Unnamed: 0,document_id,id,text_unit
0,4baf61e9-025e-40cd-ab25-3e750911c944,ad4d9e3d-01eb-4371-ab56-9dbe90016343,From Local to Global: A Graph RAG Approach to\...
1,4baf61e9-025e-40cd-ab25-3e750911c944,1e5f1c3e-fea6-4455-a8ce-2b0fe6e37c85,tion from an external knowledge source enables...
2,4baf61e9-025e-40cd-ab25-3e750911c944,6044058e-5e5a-496c-8ae0-ff2a4084b992,RAG systems. To combine the strengths of these...
3,4baf61e9-025e-40cd-ab25-3e750911c944,a754d92e-32ee-4c39-a67a-769d19ee8bcd,"question, each community summary is used to ge..."
4,4baf61e9-025e-40cd-ab25-3e750911c944,55fcccb4-a688-4221-a91b-c568cc36184e,approaches is forthcoming at https://aka .ms/g...
...,...,...,...
117,09b5004a-9dfe-4a6c-a135-5043bb690dea,62a9834f-b922-4095-bafe-c40f22075213,with chain-of-thought reasoning for knowledge-...
118,09b5004a-9dfe-4a6c-a135-5043bb690dea,8135ef7c-e4b7-45dd-8be4-336ee288e05c,"Wang, Y ., Lipka, N., Rossi, R. A., Siu, A., Z..."
119,09b5004a-9dfe-4a6c-a135-5043bb690dea,483df695-ef32-476f-a086-62181071958a,Empirical Methods in Natural Language Processi...
120,a2a3ed19-29b3-4409-b897-38a5d5792482,ce6f2893-8e3f-4266-a600-f2b6abb07067,"Yao, L., Peng, J., Mao, C., and Luo, Y . (2023..."


### Entity Relationship Extraction

GraphRAG는 chunking으로 나눈 텍스트에서 Entity, Relationship을 추출하여 Knowledge Graph를 자동으로 만들어줍니다.

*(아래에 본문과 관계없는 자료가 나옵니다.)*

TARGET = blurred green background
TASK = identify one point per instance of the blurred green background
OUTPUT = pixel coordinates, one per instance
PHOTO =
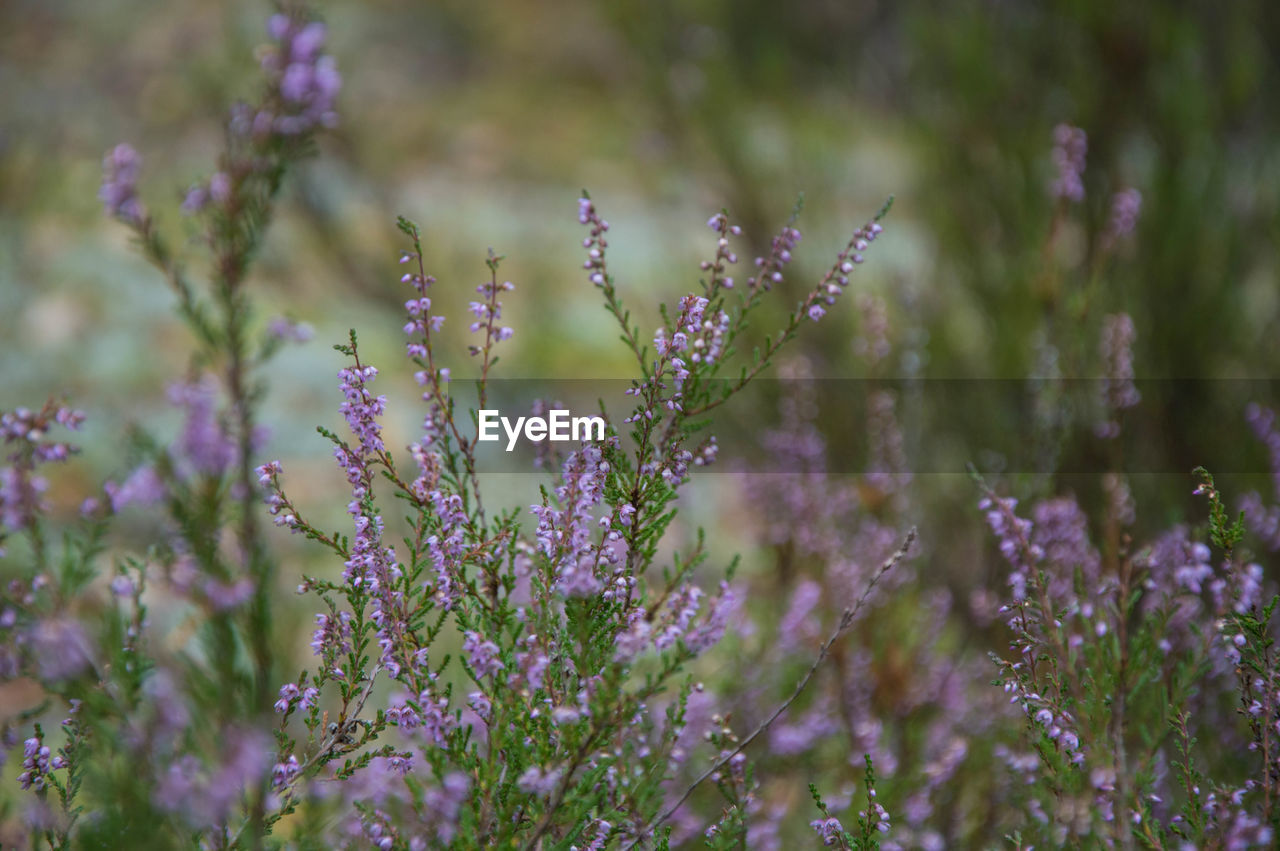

Knowledge Graph를 만들 때는 LLM을 사용하며, 이번 튜토리얼에서는 속도 및 비용 이슈를 고려하여 gpt-4o-mini를 사용합니다. LLM은 사전에 정의된 prompt를 이용하여 entity와 relationship을 추출하는데 사용됩니다.

In [6]:
# 약 16분 정도 소요
from langchain_graphrag.indexing.graph_generation import EntityRelationshipExtractor
from langchain_openai import ChatOpenAI

er_llm = ChatOpenAI(model="gpt-4o-mini", temperature=0.0)

# There is a static method provide to build the default extractor
extractor = EntityRelationshipExtractor.build_default(llm=er_llm)
text_unit_graphs = extractor.invoke(df_text_units)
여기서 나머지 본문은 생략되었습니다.